2

(This question is very similar to Store multiple elements in json files in AWS Athena)

I have a JSON file in an S3 bucket that is structured like this -

[{"key1": value, "key2": value, "key3": {"key4": value, etc}}, {"key1": value....}]

Two questions:

  1. Why is it that if I send this directly to Quicksight, Quicksight knows to normalize the file perfectly (unless there are multiple files in the bucket that don't match (which is why I'm trying Athena)) but Athena struggles with it? I know it has something to do with formatting (each dictionary isn't on its own line, it's a list of dictionaries and not just dictionaries, etc) but it seems so unnecessary to modify the original file if there is another service on AWS that knows how to parse and flatten it without an issue.

  2. I'm using a Python script in Lambda to call the API and the list of dictionaries is the format it comes in. Is there a simple way to format the JSON file in the way Athena likes? Below is an example of my current script -

response = requests.request(method, url, **kwargs)
data_dict = response.json()
data_json = json.dumps(data_dict['results'])
s3.Bucket('bucket_name').put_object(Key = key, Body = data_json)

Disclaimer: I am fairly new to AWS/coding in general and have encountered many challenges while trying to understand the AWS documentation, so my apologies if this is a simple fix.

4

1 回答 1

5

Athena and Quicksight have different back ends so this explains the difference in behavior.

The issue with Athena is that each JSON record needs to be on its own line and not wrapped up inside of a JSON array. I have created lambdas to "flatten" out JSON that I pull off of a stream, similar to your problem.

Here is some sample code that should do the trick for you to make the data more compatible with Athena (this code is unrun/untested but hope it gives you the right idea):

client = boto3.client('s3')
response = requests.request(method, url, **kwargs)
data_dict = response.json()

with open('/tmp/out.json', 'w') as output:
    for result in data_dict['results']:
        output.write(json.dumps(result))

client.upload_file('/tmp/out.json', 'bucket_name', key)

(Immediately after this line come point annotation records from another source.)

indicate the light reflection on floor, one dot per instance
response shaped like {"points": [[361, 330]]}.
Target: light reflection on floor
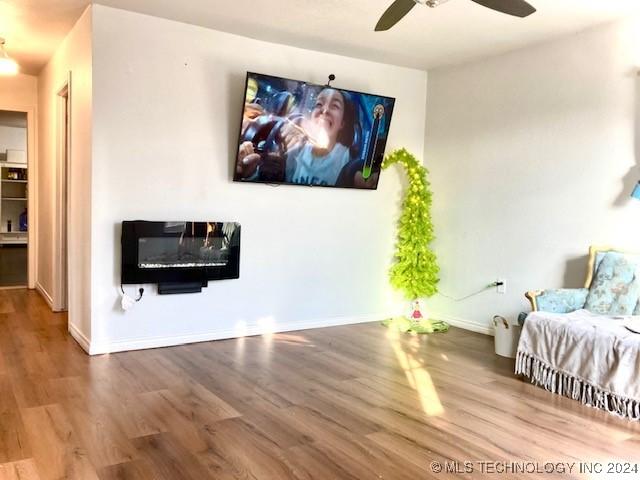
{"points": [[417, 376]]}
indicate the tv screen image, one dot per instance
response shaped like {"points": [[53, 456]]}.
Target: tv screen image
{"points": [[296, 132]]}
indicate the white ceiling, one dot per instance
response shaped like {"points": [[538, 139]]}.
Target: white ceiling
{"points": [[33, 29], [454, 32]]}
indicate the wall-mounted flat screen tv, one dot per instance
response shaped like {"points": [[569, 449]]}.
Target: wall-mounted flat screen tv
{"points": [[296, 132]]}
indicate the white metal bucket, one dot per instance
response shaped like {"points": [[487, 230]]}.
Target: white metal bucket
{"points": [[506, 337]]}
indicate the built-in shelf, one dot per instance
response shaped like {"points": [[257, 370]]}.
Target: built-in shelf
{"points": [[13, 200]]}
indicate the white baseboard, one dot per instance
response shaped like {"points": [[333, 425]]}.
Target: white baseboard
{"points": [[464, 323], [47, 298], [97, 348], [79, 337]]}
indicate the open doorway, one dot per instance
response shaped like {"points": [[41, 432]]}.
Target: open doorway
{"points": [[61, 289], [14, 174]]}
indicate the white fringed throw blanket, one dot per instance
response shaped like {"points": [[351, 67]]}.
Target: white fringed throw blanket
{"points": [[591, 358]]}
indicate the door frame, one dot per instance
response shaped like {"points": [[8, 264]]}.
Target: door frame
{"points": [[60, 244], [32, 187]]}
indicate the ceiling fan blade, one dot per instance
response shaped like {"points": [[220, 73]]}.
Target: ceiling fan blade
{"points": [[517, 8], [394, 14]]}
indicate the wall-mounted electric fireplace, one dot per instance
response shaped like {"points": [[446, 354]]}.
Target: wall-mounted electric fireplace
{"points": [[181, 257]]}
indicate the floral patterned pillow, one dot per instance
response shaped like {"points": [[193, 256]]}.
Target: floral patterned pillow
{"points": [[616, 288]]}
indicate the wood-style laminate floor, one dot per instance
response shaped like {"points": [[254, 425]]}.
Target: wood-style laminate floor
{"points": [[350, 402]]}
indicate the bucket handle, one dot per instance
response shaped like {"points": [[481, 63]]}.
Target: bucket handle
{"points": [[500, 318]]}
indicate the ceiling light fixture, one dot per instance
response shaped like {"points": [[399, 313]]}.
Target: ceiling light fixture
{"points": [[8, 66]]}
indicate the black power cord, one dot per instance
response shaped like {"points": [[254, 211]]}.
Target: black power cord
{"points": [[486, 287]]}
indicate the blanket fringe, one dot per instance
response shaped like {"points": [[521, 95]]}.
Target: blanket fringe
{"points": [[576, 388]]}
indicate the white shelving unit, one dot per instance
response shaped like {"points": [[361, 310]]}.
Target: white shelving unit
{"points": [[13, 201]]}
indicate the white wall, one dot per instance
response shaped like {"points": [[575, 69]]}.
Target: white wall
{"points": [[533, 155], [12, 138], [166, 109], [19, 90], [73, 57]]}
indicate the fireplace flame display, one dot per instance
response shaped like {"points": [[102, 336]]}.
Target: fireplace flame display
{"points": [[161, 252], [204, 244]]}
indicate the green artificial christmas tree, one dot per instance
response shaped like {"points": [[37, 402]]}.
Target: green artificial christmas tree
{"points": [[415, 268]]}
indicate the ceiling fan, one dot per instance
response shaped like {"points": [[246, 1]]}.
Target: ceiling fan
{"points": [[399, 8]]}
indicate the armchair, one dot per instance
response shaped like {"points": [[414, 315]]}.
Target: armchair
{"points": [[566, 300], [575, 343]]}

Keep in mind that Athena does not like keys/column names that have . in them so if you have any in your data, you may need to massage your data before storing it in s3.

If your JSON is nested, as you example indicates with key3, you may also want to look into the flattening your JSON before storing it in S3 with something like flatten_json. Athena will let you query nested JSON just fine but some other tools like Quicksight may not handle complex nested columns.

于 2019-05-23T14:26:14.283 回答